I hate mysticism. I’ve always hated the whole idea of taking psychedelics and then going, “Western science is bullshit, let’s turn to Eastern philosophy.” I always strive to have a materialist explanation for what’s going on. I always thought that matter had much more to it than just this inert stuff that sits here. And now I’m being proved right.
Think about the Game of Life [computer-based cellular automata developed by mathematician John Conway]. At first the rules of interaction of the little cells in an abstract space were so simple that everybody thought it was a game. Then they found ladders and glider-generating guns spontaneously forming.

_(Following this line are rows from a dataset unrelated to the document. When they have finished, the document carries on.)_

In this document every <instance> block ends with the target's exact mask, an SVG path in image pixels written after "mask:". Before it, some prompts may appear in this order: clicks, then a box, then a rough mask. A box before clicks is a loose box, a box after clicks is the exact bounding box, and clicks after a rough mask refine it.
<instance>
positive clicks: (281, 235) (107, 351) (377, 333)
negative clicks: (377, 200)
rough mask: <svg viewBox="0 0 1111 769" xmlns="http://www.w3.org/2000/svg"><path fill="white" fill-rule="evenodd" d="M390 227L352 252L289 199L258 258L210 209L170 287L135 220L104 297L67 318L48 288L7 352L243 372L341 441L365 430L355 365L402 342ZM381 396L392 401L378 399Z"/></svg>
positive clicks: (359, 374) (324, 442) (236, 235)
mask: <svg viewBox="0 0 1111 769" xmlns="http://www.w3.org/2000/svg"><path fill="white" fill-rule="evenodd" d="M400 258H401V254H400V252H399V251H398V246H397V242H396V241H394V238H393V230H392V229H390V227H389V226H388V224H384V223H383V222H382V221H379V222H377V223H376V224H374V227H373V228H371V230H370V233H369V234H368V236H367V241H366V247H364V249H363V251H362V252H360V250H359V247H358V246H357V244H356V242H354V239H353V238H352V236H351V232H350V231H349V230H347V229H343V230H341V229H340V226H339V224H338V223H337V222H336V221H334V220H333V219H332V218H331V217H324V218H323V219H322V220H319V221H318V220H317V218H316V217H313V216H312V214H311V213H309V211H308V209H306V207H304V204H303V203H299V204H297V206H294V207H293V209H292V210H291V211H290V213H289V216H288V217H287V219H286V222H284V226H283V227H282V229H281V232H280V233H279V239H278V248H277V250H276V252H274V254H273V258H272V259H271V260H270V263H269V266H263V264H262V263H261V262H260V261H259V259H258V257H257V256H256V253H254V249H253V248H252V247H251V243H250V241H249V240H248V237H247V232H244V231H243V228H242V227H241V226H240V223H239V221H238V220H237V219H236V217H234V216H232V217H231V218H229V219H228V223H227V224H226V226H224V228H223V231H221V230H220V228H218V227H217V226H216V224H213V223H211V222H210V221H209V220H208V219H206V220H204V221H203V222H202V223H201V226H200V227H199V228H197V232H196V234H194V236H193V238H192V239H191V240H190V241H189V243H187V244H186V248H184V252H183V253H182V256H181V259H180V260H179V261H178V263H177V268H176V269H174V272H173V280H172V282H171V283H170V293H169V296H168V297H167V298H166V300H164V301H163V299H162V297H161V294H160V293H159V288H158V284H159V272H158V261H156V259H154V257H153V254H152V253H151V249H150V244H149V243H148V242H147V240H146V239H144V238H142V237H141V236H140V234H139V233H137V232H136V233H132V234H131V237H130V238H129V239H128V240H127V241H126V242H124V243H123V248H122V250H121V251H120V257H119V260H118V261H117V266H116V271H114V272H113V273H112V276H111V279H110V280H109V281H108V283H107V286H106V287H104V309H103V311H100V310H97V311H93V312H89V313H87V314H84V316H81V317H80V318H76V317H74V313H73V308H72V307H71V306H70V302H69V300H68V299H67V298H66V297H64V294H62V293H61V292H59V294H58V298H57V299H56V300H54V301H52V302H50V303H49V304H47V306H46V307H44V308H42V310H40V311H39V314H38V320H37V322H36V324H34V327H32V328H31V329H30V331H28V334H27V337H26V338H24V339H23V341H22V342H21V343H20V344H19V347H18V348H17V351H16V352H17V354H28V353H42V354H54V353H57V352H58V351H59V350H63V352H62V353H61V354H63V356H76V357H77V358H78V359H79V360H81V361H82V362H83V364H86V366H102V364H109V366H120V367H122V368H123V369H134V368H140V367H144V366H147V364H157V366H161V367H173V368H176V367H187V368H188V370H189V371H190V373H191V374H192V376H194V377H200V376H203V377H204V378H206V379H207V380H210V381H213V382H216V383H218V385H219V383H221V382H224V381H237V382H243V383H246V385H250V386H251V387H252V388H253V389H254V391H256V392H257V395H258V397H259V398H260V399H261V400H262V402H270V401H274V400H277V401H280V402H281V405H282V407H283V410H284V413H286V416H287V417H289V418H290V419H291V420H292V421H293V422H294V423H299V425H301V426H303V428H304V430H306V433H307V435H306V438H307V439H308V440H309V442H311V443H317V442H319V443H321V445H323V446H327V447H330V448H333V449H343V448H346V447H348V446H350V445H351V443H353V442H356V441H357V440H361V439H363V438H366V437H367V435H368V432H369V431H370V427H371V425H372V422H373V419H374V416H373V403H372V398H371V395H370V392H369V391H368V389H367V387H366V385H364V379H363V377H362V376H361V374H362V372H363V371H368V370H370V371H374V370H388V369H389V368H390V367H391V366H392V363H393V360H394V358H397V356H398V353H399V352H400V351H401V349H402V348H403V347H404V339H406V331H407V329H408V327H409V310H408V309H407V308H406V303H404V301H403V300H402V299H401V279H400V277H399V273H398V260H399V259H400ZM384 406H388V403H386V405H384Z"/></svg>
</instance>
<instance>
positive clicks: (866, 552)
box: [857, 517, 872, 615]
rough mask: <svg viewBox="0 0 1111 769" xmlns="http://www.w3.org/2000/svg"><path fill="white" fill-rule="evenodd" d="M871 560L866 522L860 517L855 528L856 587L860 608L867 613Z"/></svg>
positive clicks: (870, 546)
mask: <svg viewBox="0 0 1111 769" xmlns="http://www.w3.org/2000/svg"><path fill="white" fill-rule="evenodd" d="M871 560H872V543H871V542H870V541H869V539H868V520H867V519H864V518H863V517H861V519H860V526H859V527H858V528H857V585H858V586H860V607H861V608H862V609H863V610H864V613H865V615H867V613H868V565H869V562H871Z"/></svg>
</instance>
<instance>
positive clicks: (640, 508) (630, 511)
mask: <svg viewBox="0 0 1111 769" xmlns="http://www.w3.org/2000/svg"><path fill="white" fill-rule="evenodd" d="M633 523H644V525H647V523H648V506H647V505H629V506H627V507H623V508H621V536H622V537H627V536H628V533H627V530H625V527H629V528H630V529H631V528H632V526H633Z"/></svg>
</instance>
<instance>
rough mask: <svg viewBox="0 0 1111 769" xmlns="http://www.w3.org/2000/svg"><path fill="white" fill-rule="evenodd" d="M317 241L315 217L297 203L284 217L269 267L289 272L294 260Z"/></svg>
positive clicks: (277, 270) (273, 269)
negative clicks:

So this tiny, abstract, stupid space all of a sudden began exploding with possibilities.

Old Manuel DeLanda Interview

Now I know why Abe’s always talking about this guy:

“Instead of the peasant that shows up to the market to sell a certain amount of corn, here you have a wholesaler with a huge warehouse where he stores all the corn he can. If the prices are too low, he can always with drawn certain amounts from the market, put them in the warehouse, and artificially make the prices go up. When the prices go up, he then sells the rest of the corn at these high prices and he makes a lot of money. But, of course, he is manipulating demand and supply. He is not being governed by these anonymous forces. He is not being subject to self-organization; he is organizing everything in a planned cunning way. And so, because economists use the word “market” to describe both, that is one of the main confusions I see in contemporary thought.
We need another word to describe these organizations that are large enough to manipulate markets. A word has been suggested by historian Fernand Braudel and it is a very simple one: “anti-market.” Why? Because they manipulate markets. And so today, in the United States, there is a very strong political movement, mostly by the right wing, and Newt Gingrich is perhaps the most well known politician in this regards, who are trying, as they say, shrink the size of the government, let market forces have more room to operate. But, of course, translated into the terms we?ve just introduced, what they really want to do is let anti-market forces run wild. They don?t really want small producers and small manufacturers and bakers and printers and mom-and-pop shops to have more room to manoeuver and make money. They want national and international corporations to have more room to manoeuver. They want to shrink government so that there are less regulations to keep international and national corporations from doing what they want.